Privacy Policy

The data controller for personal data collected via this website is SandiQ Global, registered in France. You can reach us via our contact form.

We collect personal data in the following circumstances:

• Contact form: name, organisation, role, message, and how you heard about us, collected only when you voluntarily submit the form.
• Email correspondence: your email address and the contents of any email you send us.
• Usage data: anonymised analytics about how visitors interact with the site (see the Cookie Policy).

We do not collect sensitive personal data (as defined under GDPR Article 9) unless you voluntarily provide it in your message.

Responding to enquiries

Processing and responding to contact form submissions and email enquiries. Legal basis: legitimate interests (GDPR Art. 6(1)(f)).

Service delivery

Delivering the consulting services you have contracted with us. Legal basis: performance of a contract (GDPR Art. 6(1)(b)).

Website analytics

Understanding how visitors use the site to improve its content, using cookieless, aggregated analytics. Legal basis: legitimate interests (GDPR Art. 6(1)(f)).

Legal compliance

Complying with applicable legal and regulatory obligations. Legal basis: legal obligation (GDPR Art. 6(1)(c)).

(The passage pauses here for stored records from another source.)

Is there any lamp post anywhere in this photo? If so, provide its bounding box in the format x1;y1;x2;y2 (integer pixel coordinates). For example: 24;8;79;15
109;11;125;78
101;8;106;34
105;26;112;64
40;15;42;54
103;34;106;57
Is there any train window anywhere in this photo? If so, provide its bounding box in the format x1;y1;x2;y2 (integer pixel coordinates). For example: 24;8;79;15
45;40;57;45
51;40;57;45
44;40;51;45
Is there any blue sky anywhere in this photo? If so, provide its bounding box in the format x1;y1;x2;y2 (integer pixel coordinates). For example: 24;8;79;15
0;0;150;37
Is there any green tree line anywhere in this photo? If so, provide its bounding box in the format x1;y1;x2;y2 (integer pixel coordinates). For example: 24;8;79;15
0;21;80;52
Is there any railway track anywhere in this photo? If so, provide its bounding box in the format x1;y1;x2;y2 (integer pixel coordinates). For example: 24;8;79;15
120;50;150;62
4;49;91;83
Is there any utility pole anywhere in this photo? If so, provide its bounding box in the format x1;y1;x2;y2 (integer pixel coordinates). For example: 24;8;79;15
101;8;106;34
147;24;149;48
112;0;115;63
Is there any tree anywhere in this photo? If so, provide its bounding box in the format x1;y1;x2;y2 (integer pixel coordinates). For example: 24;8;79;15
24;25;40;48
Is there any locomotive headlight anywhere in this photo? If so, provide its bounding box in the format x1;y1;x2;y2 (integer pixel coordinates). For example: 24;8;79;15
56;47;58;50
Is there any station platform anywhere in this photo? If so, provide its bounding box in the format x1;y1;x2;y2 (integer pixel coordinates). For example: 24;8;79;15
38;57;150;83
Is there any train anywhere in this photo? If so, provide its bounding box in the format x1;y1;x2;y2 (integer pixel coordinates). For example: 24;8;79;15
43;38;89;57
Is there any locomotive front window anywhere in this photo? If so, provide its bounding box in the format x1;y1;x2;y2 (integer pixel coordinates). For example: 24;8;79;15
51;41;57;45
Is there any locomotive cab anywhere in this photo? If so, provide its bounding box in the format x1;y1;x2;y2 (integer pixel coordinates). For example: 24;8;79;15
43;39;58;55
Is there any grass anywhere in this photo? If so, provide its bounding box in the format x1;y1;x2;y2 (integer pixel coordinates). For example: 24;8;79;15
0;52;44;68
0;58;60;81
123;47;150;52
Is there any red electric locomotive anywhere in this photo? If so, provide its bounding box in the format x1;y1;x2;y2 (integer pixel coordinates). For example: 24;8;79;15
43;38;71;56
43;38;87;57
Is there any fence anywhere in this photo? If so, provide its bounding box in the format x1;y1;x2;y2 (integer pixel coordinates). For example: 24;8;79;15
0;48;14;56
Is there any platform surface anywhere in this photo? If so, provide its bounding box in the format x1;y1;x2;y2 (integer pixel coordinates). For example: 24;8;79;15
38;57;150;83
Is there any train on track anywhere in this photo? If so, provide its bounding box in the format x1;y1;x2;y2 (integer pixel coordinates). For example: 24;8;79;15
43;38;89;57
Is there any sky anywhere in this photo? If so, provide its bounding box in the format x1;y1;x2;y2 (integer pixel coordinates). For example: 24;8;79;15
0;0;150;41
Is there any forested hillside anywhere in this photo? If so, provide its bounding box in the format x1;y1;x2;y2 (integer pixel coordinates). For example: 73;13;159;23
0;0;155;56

• Contact form data is retained for up to 3 years from submission, unless a business relationship is established.
• Client engagement data is retained for 5 years from the end of the engagement, in line with French accounting and commercial law.
• Anonymised analytics data may be retained indefinitely, as it cannot identify individuals.

We do not sell, rent, or trade your personal data. We may share data with:

• Service providers acting as data processors on our behalf (such as our hosting provider, Vercel Inc.), bound by appropriate data processing agreements.
• Legal authorities where required by applicable law or court order.

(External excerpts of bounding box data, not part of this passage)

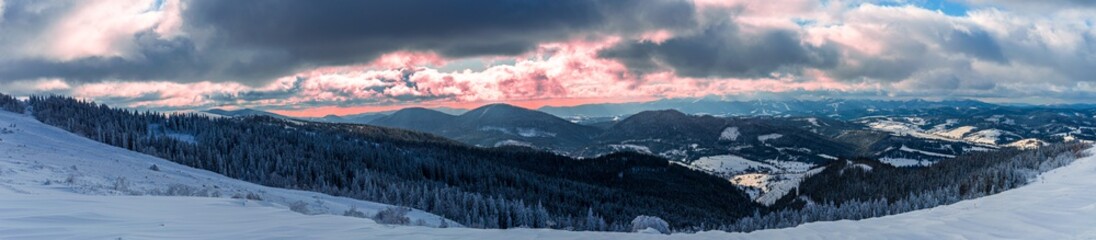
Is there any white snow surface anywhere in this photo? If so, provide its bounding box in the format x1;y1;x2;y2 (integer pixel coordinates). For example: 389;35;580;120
879;157;935;168
690;155;778;174
0;108;1096;240
899;145;956;158
0;111;455;230
719;127;739;141
757;134;784;141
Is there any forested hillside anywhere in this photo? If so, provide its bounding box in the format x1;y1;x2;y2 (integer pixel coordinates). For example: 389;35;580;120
19;93;757;230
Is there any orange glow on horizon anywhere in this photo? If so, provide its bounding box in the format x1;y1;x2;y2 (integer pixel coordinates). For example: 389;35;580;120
270;98;658;117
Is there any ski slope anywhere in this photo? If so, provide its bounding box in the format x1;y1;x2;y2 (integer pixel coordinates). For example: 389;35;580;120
0;111;456;232
0;109;1096;240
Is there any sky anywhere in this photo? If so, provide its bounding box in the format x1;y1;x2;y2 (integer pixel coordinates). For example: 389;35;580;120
0;0;1096;116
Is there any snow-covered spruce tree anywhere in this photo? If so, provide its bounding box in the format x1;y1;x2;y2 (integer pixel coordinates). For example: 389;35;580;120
631;215;670;235
27;93;756;230
720;142;1091;231
0;93;26;113
373;207;411;225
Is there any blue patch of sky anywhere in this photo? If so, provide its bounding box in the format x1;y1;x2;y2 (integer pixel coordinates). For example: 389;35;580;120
876;0;970;16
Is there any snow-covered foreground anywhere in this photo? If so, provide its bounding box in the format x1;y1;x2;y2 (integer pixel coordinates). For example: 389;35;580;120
0;111;455;230
0;109;1096;240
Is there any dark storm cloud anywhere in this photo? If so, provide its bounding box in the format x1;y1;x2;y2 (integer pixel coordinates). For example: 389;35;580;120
0;0;696;84
600;24;840;78
0;32;212;81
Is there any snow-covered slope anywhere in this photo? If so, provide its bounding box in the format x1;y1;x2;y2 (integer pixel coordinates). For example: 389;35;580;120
0;108;1096;240
0;111;454;230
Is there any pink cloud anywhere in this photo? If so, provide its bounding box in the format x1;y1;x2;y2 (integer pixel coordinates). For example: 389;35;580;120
57;37;864;116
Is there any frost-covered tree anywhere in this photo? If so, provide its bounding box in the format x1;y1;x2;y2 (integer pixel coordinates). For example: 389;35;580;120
631;215;670;235
373;207;411;225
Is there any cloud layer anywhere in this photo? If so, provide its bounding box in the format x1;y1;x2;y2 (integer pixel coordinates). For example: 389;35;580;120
0;0;1096;115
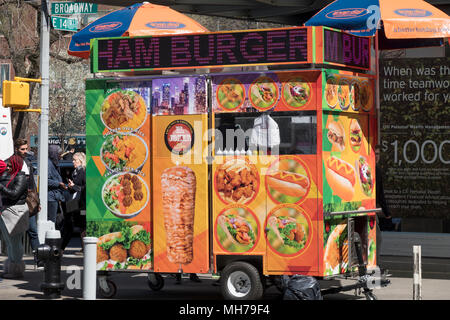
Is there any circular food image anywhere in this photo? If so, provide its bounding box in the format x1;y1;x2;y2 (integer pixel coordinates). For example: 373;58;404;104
264;205;312;256
100;90;147;131
100;133;148;171
338;79;350;110
216;206;259;252
360;80;373;112
214;159;259;204
282;77;311;109
216;78;245;111
266;158;311;203
249;77;279;111
164;119;195;155
102;172;149;219
350;80;361;111
325;76;339;109
355;156;374;197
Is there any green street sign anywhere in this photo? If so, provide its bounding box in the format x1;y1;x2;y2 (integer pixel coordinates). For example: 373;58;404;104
51;2;98;15
52;16;78;32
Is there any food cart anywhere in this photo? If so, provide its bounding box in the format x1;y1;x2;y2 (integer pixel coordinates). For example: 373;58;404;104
86;27;387;299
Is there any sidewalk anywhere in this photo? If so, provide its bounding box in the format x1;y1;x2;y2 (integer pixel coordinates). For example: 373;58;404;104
0;239;450;300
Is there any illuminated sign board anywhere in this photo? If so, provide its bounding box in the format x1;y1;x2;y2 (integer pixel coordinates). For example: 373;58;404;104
91;27;370;73
93;28;309;72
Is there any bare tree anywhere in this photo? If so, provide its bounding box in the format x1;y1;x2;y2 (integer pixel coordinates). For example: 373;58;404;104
0;0;81;139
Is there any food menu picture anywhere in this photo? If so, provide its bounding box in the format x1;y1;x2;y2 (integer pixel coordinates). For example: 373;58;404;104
152;110;209;273
322;70;375;114
323;113;375;212
212;72;319;112
212;71;320;274
86;80;153;271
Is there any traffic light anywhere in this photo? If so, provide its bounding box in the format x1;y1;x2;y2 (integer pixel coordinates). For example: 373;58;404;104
2;80;30;108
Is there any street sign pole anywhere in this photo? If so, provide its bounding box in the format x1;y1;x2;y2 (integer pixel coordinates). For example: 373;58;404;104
37;0;55;244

Where data is transferred outside the European Economic Area, we ensure appropriate safeguards are in place (such as Standard Contractual Clauses).

Under the GDPR and French data protection law (loi Informatique et Libertés), you have the rights of access, rectification, erasure, restriction, data portability, objection, and withdrawal of consent.

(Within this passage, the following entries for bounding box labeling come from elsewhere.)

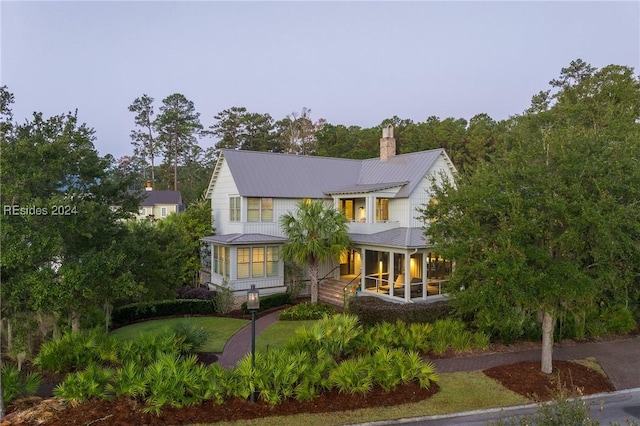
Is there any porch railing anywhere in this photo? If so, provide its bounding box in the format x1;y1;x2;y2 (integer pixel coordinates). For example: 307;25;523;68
342;272;362;311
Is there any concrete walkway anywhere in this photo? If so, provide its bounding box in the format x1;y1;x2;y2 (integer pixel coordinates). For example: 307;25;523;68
218;311;640;390
218;311;280;368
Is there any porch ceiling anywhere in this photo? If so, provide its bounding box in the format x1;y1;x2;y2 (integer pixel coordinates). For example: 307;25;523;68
202;234;287;246
349;228;431;249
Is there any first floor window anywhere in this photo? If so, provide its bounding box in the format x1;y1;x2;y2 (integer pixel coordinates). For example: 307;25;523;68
232;246;280;279
267;247;280;277
238;248;251;278
251;247;264;277
213;245;229;277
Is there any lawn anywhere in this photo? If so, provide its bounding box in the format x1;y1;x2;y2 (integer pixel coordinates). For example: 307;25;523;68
256;320;317;351
111;317;249;352
216;371;531;426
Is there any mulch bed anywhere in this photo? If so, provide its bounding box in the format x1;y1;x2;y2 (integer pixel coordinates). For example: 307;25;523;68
483;361;615;401
0;361;614;426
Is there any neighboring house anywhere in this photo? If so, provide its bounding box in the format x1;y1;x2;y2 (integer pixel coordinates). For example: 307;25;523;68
136;182;184;220
203;126;455;302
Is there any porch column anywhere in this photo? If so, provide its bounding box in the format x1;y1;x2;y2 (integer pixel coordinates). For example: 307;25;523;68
360;248;367;291
365;197;376;223
404;250;411;302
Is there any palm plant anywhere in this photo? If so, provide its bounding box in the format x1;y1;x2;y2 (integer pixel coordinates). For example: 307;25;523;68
280;200;351;303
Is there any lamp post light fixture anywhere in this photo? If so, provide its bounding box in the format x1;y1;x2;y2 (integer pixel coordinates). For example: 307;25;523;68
247;284;260;402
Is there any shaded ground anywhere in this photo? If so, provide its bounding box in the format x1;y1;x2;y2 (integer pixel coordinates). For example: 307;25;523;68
2;361;614;426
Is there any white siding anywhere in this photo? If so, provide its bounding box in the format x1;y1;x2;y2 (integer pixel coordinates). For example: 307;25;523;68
407;151;453;228
211;162;242;235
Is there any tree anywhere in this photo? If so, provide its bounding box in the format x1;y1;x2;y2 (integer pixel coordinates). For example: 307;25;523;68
209;107;280;152
154;93;202;191
280;200;350;303
276;107;325;155
129;94;159;184
421;60;640;373
0;95;139;327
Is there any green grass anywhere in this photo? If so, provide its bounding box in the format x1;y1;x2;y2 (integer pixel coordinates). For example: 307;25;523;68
210;371;532;426
111;317;249;352
256;320;318;351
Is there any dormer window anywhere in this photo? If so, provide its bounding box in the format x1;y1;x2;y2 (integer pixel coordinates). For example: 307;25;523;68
376;198;389;222
247;198;273;222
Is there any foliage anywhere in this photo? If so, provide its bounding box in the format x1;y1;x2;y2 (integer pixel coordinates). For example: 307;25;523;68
278;303;336;321
113;299;215;326
421;60;640;373
153;93;202;191
280;200;351;303
286;314;363;359
172;319;209;352
34;328;117;373
176;286;218;305
53;362;114;406
241;293;291;314
0;363;42;404
0;91;142;330
349;296;453;326
209;107;281;152
215;278;234;315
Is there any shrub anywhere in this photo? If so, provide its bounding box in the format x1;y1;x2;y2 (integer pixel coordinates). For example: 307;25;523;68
286;315;363;359
118;331;185;367
173;320;209;352
0;363;42;404
215;278;233;315
241;293;291;314
144;354;210;414
34;329;117;373
176;286;216;300
278;303;336;321
329;358;373;394
53;363;114;406
113;299;215;325
349;296;453;326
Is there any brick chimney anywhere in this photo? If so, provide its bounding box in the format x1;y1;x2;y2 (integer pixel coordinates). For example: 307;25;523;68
380;124;396;161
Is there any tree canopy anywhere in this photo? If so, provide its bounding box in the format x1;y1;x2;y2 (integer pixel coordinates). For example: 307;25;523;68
421;61;640;373
280;200;350;303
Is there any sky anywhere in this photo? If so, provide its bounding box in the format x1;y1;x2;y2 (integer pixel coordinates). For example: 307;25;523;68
0;0;640;158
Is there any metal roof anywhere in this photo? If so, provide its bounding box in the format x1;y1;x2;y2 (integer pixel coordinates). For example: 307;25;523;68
222;149;360;198
326;182;409;195
349;228;429;249
201;234;287;245
208;149;446;198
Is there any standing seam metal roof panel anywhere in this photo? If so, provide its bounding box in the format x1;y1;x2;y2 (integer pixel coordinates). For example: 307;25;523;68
222;150;361;198
222;149;444;198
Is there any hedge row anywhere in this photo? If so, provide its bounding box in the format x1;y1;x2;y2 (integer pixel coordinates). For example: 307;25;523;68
176;286;216;300
111;299;216;325
242;293;291;314
349;296;452;325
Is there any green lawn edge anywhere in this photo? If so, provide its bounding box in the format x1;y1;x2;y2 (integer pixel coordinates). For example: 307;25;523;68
110;317;250;353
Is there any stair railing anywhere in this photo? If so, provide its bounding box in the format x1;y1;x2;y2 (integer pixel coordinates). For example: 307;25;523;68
342;272;362;312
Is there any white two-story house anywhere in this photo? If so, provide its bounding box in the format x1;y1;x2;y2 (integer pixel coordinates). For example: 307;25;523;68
204;126;455;302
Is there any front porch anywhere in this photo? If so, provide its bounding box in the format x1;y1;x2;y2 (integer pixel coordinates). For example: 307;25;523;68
330;248;452;304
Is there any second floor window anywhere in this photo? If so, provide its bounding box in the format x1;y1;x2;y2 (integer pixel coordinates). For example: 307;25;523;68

To exercise any of these, contact us via our contact form. We will respond within one month. You also have the right to lodge a complaint with the French data protection authority, the CNIL (Commission Nationale de l'Informatique et des Libertés).

We implement appropriate technical and organisational measures to protect your personal data against accidental or unlawful destruction, loss, alteration, or unauthorised disclosure. All data in transit is encrypted via TLS/HTTPS.

We may update this policy from time to time. The date at the top of this page indicates when it was last revised. Material changes will be communicated via a notice on the website.